They would ladle quantitative easing, or QE. If it wasn’t enough, they would ladle some more. When that did not do the trick, they went further. Some of them (Japan’s Central Bank just joined the group) stopped paying interest to commercial banks parking their funds with them.

More of everything

And when even that proved to be insufficient, some of them started charging interest on deposits as a way to force banks to lend more in order to induce more growth. (Even Janet Yellen, the Chairwoman of the US Fed, just declared during a congressional testimony that negative interest rates could be looked at here in the US as a policy option, in some scenarios).

All these gimmicks produced some results.
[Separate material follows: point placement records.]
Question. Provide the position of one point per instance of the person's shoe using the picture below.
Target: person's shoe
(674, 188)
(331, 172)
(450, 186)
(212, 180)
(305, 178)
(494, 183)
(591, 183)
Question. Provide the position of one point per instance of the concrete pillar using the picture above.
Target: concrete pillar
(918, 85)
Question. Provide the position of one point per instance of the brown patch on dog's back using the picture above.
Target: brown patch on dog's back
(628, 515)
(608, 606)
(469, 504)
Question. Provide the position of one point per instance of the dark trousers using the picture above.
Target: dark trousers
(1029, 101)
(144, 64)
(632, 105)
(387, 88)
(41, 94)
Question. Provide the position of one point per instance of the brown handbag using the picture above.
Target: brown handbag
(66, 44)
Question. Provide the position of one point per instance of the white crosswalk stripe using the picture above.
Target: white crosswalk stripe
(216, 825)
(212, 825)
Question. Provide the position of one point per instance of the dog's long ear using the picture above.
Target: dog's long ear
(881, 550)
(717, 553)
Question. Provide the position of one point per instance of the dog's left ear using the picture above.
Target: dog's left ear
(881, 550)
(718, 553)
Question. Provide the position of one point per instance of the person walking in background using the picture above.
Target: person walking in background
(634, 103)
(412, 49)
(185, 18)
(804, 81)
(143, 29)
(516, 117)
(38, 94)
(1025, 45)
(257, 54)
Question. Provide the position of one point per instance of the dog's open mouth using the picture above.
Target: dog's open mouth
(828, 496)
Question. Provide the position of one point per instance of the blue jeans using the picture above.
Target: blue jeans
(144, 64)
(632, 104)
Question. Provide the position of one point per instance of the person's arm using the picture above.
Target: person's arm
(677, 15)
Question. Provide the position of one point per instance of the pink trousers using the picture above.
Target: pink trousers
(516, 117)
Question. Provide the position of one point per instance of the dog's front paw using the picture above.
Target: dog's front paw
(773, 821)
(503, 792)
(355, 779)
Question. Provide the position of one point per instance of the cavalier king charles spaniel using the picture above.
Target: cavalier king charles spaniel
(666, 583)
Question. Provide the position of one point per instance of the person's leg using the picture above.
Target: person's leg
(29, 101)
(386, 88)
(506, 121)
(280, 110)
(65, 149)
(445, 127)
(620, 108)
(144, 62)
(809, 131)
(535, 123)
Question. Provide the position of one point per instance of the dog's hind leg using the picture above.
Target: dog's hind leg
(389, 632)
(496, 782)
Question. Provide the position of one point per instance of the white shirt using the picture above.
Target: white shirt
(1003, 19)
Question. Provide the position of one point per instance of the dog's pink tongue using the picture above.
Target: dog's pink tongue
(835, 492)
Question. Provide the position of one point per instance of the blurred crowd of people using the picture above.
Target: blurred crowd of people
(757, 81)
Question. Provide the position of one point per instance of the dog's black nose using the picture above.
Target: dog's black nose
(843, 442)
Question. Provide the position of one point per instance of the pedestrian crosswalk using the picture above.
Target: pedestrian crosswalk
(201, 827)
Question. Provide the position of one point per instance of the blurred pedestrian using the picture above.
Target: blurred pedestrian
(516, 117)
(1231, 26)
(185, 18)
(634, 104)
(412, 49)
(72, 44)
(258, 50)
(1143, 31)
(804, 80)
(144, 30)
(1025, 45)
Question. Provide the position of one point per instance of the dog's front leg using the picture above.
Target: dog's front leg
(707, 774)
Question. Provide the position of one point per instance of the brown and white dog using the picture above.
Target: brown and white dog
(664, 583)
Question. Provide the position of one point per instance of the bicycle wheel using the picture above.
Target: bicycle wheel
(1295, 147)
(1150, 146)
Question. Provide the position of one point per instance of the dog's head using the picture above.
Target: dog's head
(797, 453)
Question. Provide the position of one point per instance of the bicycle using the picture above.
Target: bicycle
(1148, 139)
But nothing stellar. With all this gigantic monetary stimulus, the US has been growing at a modest 2%. Europe, at roughly 1%, has done much worse. Still, notwithstanding meager results, the international financial community seemed to be comfortable.

As long as the central banks seemed to be in control, busy doing one thing or another to  prop up markets and keep stock markets reasonably buoyant, (regardless of the weak underlying economic fundamentals), it all looked promising.

Artificial valuations 

Except that everybody, unless totally insane, must have known that nothing was right. Here is the thing. The extravagantly long season of monetary easing did not do much to grow the economies. But zero interest rates pushed cash from savings into stocks, therefore artificially boosting stock prices.

This cannot go on for ever.

Therefore, investors paying high prices for inflated assets must know that these high valuations were and are artificial. What happens when the central banks cannot provide any more monetary easing?

Governments have done nothing 

It is true that central banks intervened so heavily mostly because governments did practically nothing. Sadly, in most western countries there has been no serious attempt to launch new pro-market, pro-growth, pro-investments policies. And it is obvious that, without a business friendly policy environment, there will be fewer investments, less innovation, less enterprise, fewer new companies, and fewer new jobs. And this means no growth, or lackluster growth.

But policy-makers, paralyzed by their ideological blinders that privilege spending on social issues as opposed of investments in future growth, sat on their hands.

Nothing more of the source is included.